Abstract

Zebrafish (Danio rerio) eyes are widely used in modeling studies of human ophthalmic diseases, including glaucoma and myopia. These pathologies cause morphological variations in the anterior chamber elements, which can be quantitatively measured using morphometric parameters, such as the corneal curvature, central corneal thickness, and anterior chamber angle. In the present work, an automated method is presented for iris and corneal segmentation, as well as the determination of the above-mentioned morphometry from optical coherence tomography (OCT) scans of zebrafish.

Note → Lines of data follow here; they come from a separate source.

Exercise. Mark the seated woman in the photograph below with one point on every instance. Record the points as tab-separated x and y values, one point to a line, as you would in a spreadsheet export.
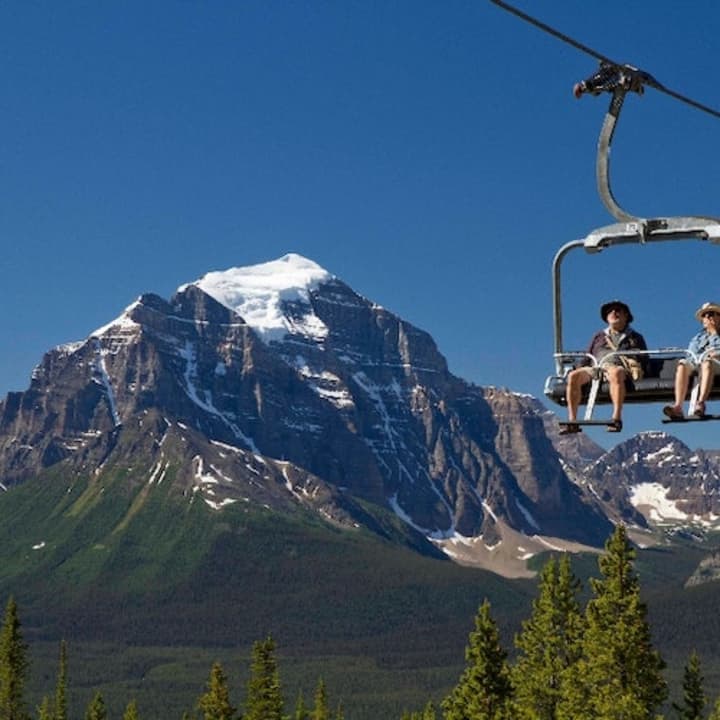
705	347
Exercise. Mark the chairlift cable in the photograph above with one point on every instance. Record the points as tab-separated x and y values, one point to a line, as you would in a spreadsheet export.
633	77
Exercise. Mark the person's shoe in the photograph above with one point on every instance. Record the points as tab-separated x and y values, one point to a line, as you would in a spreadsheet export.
615	425
671	412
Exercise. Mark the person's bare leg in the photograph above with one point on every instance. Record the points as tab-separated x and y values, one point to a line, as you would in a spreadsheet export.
573	394
707	375
616	381
682	380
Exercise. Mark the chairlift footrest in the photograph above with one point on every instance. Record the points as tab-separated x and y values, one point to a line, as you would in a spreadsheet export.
690	418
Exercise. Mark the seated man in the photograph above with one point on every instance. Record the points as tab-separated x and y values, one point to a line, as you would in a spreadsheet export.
703	348
618	335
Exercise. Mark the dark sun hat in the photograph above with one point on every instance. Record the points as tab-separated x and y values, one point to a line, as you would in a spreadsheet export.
612	305
707	307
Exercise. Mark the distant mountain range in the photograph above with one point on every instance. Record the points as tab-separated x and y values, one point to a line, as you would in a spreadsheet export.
277	386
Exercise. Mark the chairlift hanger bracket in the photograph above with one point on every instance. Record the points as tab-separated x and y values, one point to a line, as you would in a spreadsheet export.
618	79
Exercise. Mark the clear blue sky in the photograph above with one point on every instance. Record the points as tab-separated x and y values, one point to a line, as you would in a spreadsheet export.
428	153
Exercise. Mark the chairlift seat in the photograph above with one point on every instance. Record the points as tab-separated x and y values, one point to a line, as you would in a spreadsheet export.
657	386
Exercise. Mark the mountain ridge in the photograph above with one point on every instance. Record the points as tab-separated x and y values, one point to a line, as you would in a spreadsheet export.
325	394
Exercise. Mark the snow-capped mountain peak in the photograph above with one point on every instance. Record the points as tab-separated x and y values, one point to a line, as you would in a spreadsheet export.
261	293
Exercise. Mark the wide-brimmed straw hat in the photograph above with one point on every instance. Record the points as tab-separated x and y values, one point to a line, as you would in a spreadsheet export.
607	307
707	307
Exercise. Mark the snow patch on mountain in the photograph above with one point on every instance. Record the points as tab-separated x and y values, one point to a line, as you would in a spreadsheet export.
261	293
654	496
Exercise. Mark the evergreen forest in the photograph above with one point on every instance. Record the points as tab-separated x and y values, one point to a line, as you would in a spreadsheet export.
572	660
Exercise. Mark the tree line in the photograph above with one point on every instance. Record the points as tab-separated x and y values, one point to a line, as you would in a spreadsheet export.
264	698
572	663
596	663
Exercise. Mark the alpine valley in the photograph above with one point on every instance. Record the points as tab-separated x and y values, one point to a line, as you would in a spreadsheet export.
268	451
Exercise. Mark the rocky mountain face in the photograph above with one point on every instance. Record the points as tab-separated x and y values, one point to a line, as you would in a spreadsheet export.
253	387
654	480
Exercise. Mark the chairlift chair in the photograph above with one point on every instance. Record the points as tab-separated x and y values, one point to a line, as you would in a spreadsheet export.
658	383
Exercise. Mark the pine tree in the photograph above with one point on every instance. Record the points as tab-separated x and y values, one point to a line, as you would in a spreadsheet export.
484	690
214	704
61	685
264	698
13	666
44	709
694	699
301	712
618	676
131	711
320	710
96	709
715	714
550	643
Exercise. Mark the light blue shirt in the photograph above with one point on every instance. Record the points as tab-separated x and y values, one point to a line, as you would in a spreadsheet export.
704	341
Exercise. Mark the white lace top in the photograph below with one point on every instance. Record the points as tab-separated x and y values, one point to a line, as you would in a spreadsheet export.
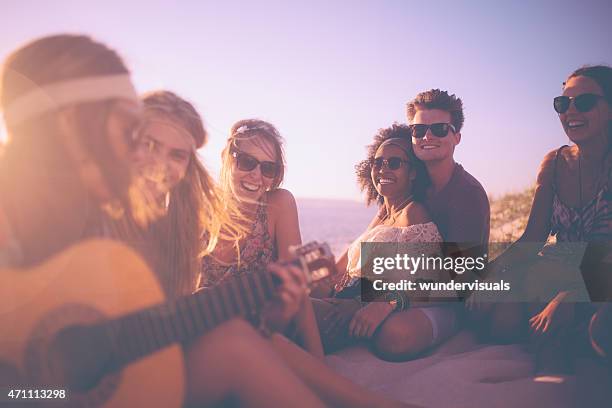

The proposed method consists of four stages; namely, preprocessing, segmentation, postprocessing, and extraction of morphometric parameters. The first stage is composed of a combination of wavelet and Fourier transforms as well as gamma correction for artifact removal/reduction. The segmentation step is achieved using the U-net convolutional neural network. The postprocessing stage is composed of multilevel thresholding and morphological operations. Finally, three algorithms are proposed for automated morphological extraction in the last step. The morphology obtained using our automated framework is compared against manual measurements to assess the effectiveness of the method. The obtained results show that our scheme allows reliable determination of the morphometric parameters, thereby allowing efficient assessment for massive studies on zebrafish anterior chamber morphology using OCT scans.